Kürzlich hatte einer unserer Kunden das Anliegen, auf einem Windows Server 2012 R2 ein Volume (D:) eines Drives zu verkleinern (shrinken). Dabei hat er an sich alles richtig gemacht. So wurde zunächst über den Diskmanager die Partition ausgewählt, die verkleinert werden sollte. Anschließend hat er mit Rechtsklick –> Volume verkleinern.. den Verkleinerungs-Wizard gestartet und ist dessen Anweisungen gefolgt.


Beim Schritt, in dem die Anzahl der Bytes angegeben werden muss, um welche die Partition verkleinert werden soll, hat der Kunde die standardmäßig vorgegebene Höchstmenge ausgewählt und den Wizard beendet. Allerdings wurde das geplante Vorhaben mit folgender Fehlermeldung unterbunden:


Im Event-Log wurden die beiden Events mit den IDs 257 und 260 protokolliert.



Fehler 257 weist in der Regel darauf hin, dass der gewählte zu verkleinernde Speicherplatz den für Verkleinerung verfügbaren Speicherplatz übersteigt.
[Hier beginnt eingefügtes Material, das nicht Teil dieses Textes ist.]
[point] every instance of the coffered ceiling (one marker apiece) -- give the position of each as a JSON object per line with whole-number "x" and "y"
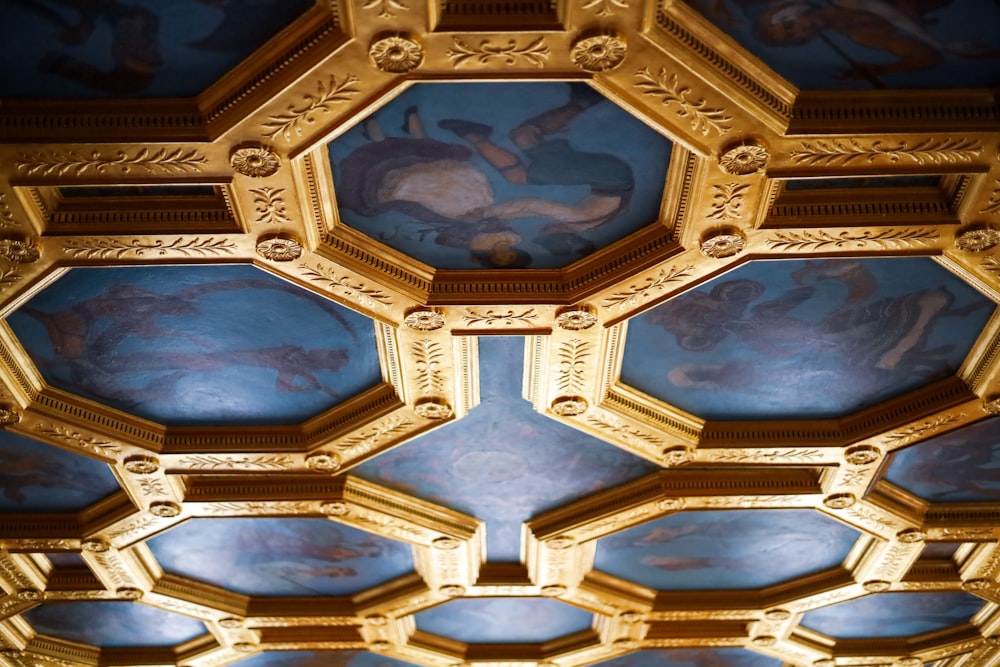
{"x": 384, "y": 332}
Fehler 260 besagt, dass eine Datei, die eigentlich verschoben werden sollte, in diesem Fall nicht verschoben werden konnte. Bei uns im Speziellen handelt es sich um ..\VHD-S-1-5-21-161489574-842925246-1343024091-500.vhdx::$DATA

Der in der Fehlermeldung vorgeschlagene Weg, mithilfe von fsutil an weitere Informationen zu kommen, hilft leider nicht weiter, sondern liefert nur dieselben Informationen wie der Event-Eintrag selbst.
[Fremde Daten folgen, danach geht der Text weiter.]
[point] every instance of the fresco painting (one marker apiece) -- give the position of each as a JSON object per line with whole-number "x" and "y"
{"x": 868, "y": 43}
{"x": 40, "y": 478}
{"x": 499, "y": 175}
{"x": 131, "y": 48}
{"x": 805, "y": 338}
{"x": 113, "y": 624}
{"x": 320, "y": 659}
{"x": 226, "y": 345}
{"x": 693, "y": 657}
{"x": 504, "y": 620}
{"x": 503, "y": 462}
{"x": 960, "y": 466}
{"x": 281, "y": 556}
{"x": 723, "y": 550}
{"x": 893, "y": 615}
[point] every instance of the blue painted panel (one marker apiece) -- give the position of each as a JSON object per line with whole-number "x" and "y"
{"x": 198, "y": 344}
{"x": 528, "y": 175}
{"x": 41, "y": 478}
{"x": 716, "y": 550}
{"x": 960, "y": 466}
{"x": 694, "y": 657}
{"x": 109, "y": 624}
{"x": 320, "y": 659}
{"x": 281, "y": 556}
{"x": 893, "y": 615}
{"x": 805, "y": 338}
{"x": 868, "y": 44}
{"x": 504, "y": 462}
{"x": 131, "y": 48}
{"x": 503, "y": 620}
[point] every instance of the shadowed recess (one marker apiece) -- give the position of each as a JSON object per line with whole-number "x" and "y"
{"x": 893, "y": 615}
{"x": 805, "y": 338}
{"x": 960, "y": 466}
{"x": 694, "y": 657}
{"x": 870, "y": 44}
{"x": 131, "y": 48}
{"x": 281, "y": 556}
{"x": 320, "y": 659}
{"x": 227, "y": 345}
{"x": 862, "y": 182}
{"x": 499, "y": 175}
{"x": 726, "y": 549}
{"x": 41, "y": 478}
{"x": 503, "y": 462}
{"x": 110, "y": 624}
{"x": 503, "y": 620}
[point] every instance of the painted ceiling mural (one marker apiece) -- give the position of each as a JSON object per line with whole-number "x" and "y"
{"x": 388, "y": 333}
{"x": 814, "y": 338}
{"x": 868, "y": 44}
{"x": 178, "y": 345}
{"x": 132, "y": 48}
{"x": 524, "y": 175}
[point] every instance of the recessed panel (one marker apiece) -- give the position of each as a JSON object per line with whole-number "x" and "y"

Doch was bedeuten diese Fehler nun? Beim Verkleinern von Volumes werden systematisch Dateien von hinten nach vorne verschoben, um das Volume „abschneiden“ zu können. Die tatsächliche Anzahl an Bytes, um die ein Volume nun verkleinert werden kann, hängt also von der letzten Datei ab, die nicht verschoben werden kann. Der Verkleinerungs-Wizard erkennt diese Dateien allerdings nicht immer und setzt dann einen zu hohen Wert. Dies kann dann zu Fehler 257 und der Warnung 260, die eben die Datei beschreibt, die nicht verschoben werden kann, führen.

Bei meiner Internetrecherche bin ich auf einige Drittanbieter-Tools gestoßen, die in der Lage sein sollten, die problematischen Dateien zu verschieben. Allerdings bergen Produkte, die nicht aus einer verifizierten Microsoft-Quelle stammen, immer ein Risiko, vor allem, da Microsoft bei entstehenden Schäden nicht haftet.

Wie geht man also vor, wenn man sich an die von Microsoft gegebenen Mittel halten will? Microsoft liefert das Optimierungstool Laufwerke defragmentieren und optimieren, das bei einem Klick auf Optimieren das ausgewählte Volume defragmentiert. Laut [1] wird ab 2012 R2 dabei auf defrag.exe –c –h –k –g zurückgegriffen. Leider konnte aber auch nach Defragmentieren der Verkleinerungsvorgang nicht erfolgreich abgeschlossen werden. Die endgültige Lösung für das Problem war dann relativ simpel. So haben wir die Datei über den Windows Explorer lokalisiert und versucht, sie manuell auf eine andere Partition zu verschieben, was überraschenderweise auch ohne Probleme funktioniert hat. Bei einem erneuten Durchlauf des Wizards konnte die gewünschte Verkleinerung nun auch erreicht werden.